In the walrus, one of the family, the canines of the upper jaw are very largely developed, and form great tusks, often measuring 2 feet in length, and serving as weapons of attack and defence. It has neither canines nor incisors in the lower jaw.
The Insectivora include the shrews, hedgehogs, and moles, in addition to the bat family. The former find their prey on and in the earth, the latter feed mainly on the insects that people the air, and this explains why they are flying mammals.
In this order the special feature about the teeth is that the molars bristle with sharp points, specially fitted to crush the hard coverings of the insects on which they feed. Only one movement—an up-and-down one—is required for this work. Another remarkable modification is seen here. Certain of the bats live on fruits in preference to insects. In these the molars are true grinders, with the ordinary, flat, roughened surfaces, and no sharp points, while the jaw has the double movement for mill-work.

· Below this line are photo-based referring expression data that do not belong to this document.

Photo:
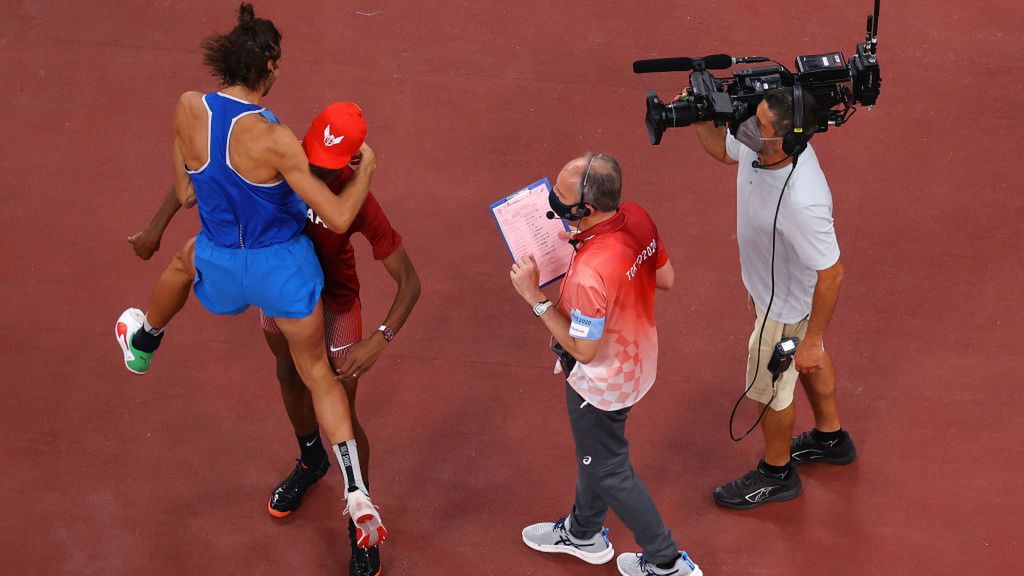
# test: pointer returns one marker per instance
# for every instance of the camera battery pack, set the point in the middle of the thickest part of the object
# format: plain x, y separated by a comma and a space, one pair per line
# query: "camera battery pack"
822, 68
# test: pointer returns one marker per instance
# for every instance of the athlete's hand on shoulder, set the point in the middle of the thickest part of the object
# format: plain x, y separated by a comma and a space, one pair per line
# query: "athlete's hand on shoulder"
144, 243
361, 357
810, 357
526, 279
367, 158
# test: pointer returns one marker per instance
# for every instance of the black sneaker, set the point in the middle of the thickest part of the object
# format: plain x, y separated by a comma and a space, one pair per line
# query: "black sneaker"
807, 448
287, 497
757, 487
366, 562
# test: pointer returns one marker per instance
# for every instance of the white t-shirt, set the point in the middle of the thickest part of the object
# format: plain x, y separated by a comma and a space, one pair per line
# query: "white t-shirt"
806, 238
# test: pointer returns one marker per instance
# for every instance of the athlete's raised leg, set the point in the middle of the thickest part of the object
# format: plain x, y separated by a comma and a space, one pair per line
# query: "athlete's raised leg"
139, 333
305, 340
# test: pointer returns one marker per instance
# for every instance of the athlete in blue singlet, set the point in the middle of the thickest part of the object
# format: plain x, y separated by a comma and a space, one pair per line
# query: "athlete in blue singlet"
252, 182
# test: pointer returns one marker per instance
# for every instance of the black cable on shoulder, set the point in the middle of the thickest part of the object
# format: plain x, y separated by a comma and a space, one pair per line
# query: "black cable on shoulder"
771, 298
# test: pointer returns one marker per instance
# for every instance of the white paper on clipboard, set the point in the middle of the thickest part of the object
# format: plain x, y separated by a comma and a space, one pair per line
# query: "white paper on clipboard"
524, 225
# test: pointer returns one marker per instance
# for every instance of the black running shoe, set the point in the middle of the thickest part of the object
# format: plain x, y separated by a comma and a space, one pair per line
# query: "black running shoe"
287, 497
806, 448
757, 487
366, 562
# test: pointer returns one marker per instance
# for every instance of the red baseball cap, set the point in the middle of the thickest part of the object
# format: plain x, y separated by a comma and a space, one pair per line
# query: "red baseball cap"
335, 135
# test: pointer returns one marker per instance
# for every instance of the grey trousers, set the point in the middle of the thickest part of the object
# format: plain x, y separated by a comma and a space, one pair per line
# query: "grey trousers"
606, 480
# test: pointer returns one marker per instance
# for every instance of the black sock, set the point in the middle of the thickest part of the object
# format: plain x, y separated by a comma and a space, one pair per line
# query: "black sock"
144, 341
832, 438
781, 472
311, 450
670, 564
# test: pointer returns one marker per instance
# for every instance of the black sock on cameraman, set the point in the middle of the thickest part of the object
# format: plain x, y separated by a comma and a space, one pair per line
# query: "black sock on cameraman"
828, 438
780, 472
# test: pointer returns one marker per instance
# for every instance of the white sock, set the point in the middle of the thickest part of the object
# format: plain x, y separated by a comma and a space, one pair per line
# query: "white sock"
348, 461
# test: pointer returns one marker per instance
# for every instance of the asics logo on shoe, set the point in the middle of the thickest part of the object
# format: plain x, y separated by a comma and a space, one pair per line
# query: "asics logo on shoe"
330, 139
563, 541
761, 494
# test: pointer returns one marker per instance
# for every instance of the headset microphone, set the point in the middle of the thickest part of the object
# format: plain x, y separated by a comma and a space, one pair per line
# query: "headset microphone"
757, 164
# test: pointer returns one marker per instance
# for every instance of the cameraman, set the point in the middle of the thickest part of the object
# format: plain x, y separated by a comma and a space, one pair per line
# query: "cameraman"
796, 265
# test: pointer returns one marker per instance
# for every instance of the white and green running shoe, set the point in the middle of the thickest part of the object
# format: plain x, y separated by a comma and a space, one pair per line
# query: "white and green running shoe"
130, 322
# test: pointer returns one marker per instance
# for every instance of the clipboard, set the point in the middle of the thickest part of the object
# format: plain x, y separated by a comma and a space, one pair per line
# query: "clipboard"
524, 227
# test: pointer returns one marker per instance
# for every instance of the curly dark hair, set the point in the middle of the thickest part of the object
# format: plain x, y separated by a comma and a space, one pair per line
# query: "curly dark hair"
240, 57
780, 104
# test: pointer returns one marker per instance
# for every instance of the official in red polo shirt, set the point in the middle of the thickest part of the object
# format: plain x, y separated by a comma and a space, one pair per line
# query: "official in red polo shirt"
607, 346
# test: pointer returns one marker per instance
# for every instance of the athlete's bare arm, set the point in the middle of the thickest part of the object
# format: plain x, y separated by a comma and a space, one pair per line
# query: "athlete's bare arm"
364, 355
190, 145
146, 242
338, 211
665, 278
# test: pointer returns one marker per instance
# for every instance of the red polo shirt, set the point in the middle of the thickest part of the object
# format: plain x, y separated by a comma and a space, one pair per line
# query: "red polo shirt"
608, 293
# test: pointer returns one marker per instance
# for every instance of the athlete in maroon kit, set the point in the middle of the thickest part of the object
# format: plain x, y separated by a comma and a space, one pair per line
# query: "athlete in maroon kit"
332, 146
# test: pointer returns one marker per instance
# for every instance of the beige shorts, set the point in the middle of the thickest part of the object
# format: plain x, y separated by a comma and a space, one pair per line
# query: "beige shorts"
786, 383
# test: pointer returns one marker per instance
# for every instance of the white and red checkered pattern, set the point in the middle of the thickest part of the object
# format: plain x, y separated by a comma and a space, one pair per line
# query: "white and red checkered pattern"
612, 277
621, 381
341, 330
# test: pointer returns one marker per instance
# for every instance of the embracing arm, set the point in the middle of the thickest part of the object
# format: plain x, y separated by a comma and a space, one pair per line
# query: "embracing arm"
364, 355
337, 211
146, 242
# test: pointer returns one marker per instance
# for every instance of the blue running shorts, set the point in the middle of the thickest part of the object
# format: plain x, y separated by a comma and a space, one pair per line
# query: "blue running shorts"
284, 280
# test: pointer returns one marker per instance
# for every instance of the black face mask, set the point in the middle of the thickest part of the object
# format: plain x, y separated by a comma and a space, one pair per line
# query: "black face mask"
562, 210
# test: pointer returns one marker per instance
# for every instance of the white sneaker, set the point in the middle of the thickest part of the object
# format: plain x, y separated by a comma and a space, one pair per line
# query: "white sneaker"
555, 537
369, 529
633, 564
130, 322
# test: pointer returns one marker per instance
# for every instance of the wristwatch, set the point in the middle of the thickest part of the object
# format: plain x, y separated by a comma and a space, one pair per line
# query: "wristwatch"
541, 307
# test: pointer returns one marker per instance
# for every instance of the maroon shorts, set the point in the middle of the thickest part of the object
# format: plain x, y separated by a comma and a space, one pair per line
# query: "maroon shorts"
341, 330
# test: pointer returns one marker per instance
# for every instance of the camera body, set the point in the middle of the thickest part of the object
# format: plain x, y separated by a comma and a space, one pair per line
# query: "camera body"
836, 84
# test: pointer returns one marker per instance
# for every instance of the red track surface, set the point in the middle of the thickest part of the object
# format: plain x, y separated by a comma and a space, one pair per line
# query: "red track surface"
104, 472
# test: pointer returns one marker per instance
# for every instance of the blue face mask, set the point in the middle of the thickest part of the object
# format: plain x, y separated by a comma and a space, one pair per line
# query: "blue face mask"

In the order of Rodents we find the incisors specially developed. There are never more than two in each jaw, but they are long and broad, and have sharp, chisel-shaped, cutting edges, specially fitted for gnawing purposes. These animals live on vegetable food, which they gnaw or nibble with their chisel-shaped incisors. The remarkable provision about these teeth is that they never lose their sharpness—the very work of gnawing tends to sharpen them.
Like all other teeth, they are composed of the two substances, dentine and enamel. The front of the teeth is hard enamel, the rest is the softer material dentine. The gnawing work of the animal wears away both substances, of course; but as the dentine wears faster than the enamel, the edge is always left sharp.
There is one other remarkable fact in connection with these teeth. From the nature of their work they wear away faster than the teeth of any other animal; indeed, they would soon wear away completely unless some provision were made to prevent it. Look at Nature's provision in this case. The incisors of all these gnawing animals are entirely without roots, such as other teeth have, and they grow from below as quickly as they are worn away at their edges.
Just one thought more before leaving this order. There are no canine teeth, but there is a considerable space between the incisors and the molars, where the canine teeth should be. The molars themselves, too, are deserving of notice. Instead of irregular projections, these teeth have a number of parallel ridges running crosswise. The movements of the jaw, moreover, are most remarkable. In addition to the up-and-down and the sideway movements, it has a peculiar movement of its own: backwards and forwards. This helps the molars to do their work by a sort of rasping process.
The Ruminants, or cud-chewers, are distinguished, as regards their teeth, by one characteristic—the want of incisors in the upper jaw, their place being supplied by a pad. One member of the order, however, the camel, is a departure from the rule, as he has incisors in both jaws. The whole order, being exclusively vegetarians, either have very small canine teeth, or are entirely devoid of them. The molars are always large and well developed.
The teeth of the horse present the remarkable peculiarity of a space between the canines and molars. This is known as the bar. The bit of the bridle fits into it. The canines, as might be expected, are very small; the molars are largely developed, and are twenty-four in number, and there are six incisors in each jaw.
In the elephant and wild boar the canine teeth are developed to an enormous size and form tusks, which serve as weapons of attack and defence.